Southern Europe has been confronted by a wave of North African migrants in recent months following unrest in Tunisia, Libya and Egypt, and European Union members are divided over how to deal with the new arrivals.

Italy has begun handing out temporary residence cards to around 20,000 newly arrived Tunisians and Paris fears they will take advantage of this reprieve to move on across the un-policed French border and settle down.

France has close ties to Tunisia, one of its former North African colonies, and many would be migrants have friends and relatives in French cities.

On Sunday, in response to a protest by activists who support the Tunisians, French officials blocked all trains from Italy for the day -- drawing a sharp response from Rome, which alleged EU law was broken.

But Gueant insisted Paris had respected "in letter and spirit" the Schengen Agreement, the treaty under which core EU members agreed to allow residents to travel without passports within their borders.

However, as the first country of arrival, Italy was responsible for managing the migrants, who must show they have the financial resources to stay in the second country.

In the absence of such resources, "we will return these people to Italy," said Gueant.

The minister defended the decision to block trains from the border town of Ventimiglia, citing the risk of public disorder.

"A public order problem was possible and the simplest way of dealing with it was to stop the train coming in," he explained.

The Schengen Agreement provides for countries to implement identity checks temporarily at the border if there is a threat to public order or national security.

Asked by AFP about tensions between the two countries, Gueant said: "France does not want that at all."

Italian Foreign Minister Franco Frattini said in an interview Monday that despite their different handling of the Tunisian immigrants, the two governments would "work together" to clear the cloud hanging over relations.

In Brussels, European home affairs commissioner Cecilia Malmstroem said that as French authorities cited "public order reasons" for inspecting the trains, the move was legal.

"Apparently, they have the right to do this," she said, adding that France explained that the trains were stopped "very temporarily."

France's President Nicolas Sarkozy will seek re-election next year and his centre-right governing party is facing a strong challenge from the far-right, anti-immigrant National Front.

Both Sarkozy and Gueant have been toughening their anti-immigrant rhetoric in the run-up to the poll, at the risk of finding themselves breaking EU freedom of movement rules.
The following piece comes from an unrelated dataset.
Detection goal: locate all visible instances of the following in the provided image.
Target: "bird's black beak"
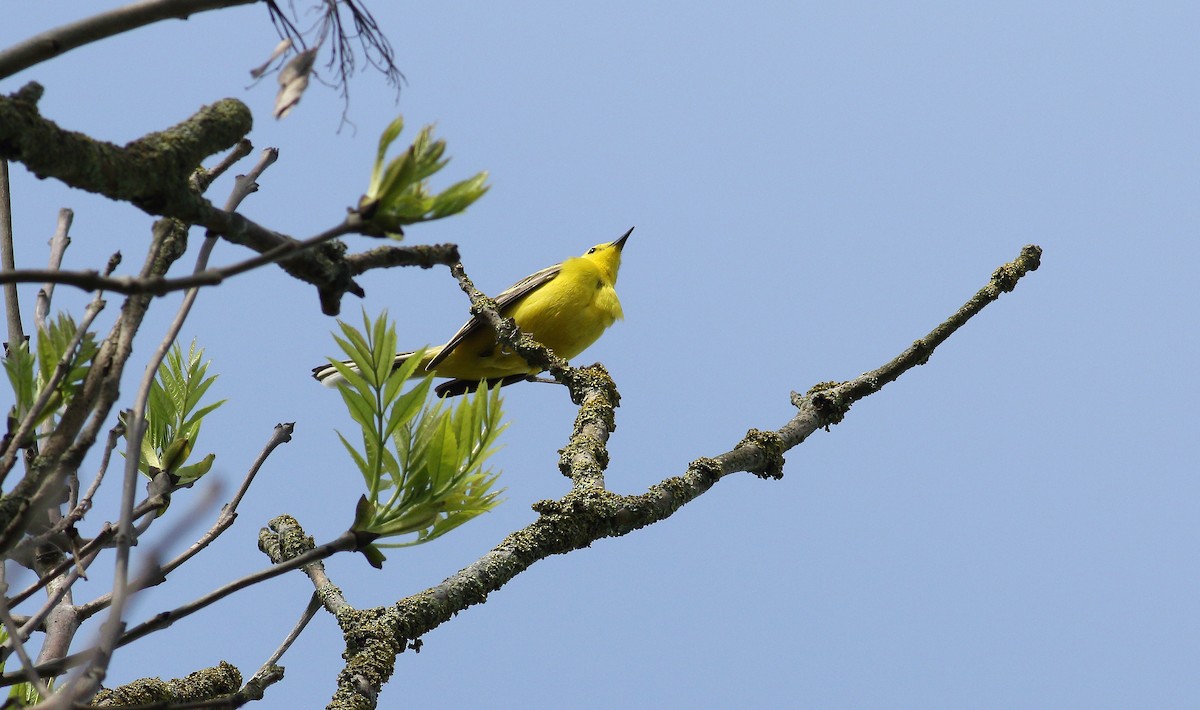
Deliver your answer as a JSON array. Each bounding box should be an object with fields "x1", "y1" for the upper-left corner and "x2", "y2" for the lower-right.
[{"x1": 611, "y1": 227, "x2": 634, "y2": 252}]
Already last year, France found itself criticised by the UN human rights body and fellow EU members after it began rounding up migrant Roma Gypsies and expelling them back to Romania and Bulgaria.

On Sunday, Frattini directed his embassy in Paris to lodge a protest with France and seek "clarifications on measures taken which appear to be illegal and in clear violation of European principles."

EU president Herman Van Rompuy did warn Sunday, however, it was important to remain within the "spirit of Schengen" and not just the precise legal wording.

In his Repubblica interview, Frattini said a summit between Sarkozy and Italian Prime Minister Silvio Berlusconi on April 26 should "re-affirm the will of Italy and France to work together, as founders of the European Union."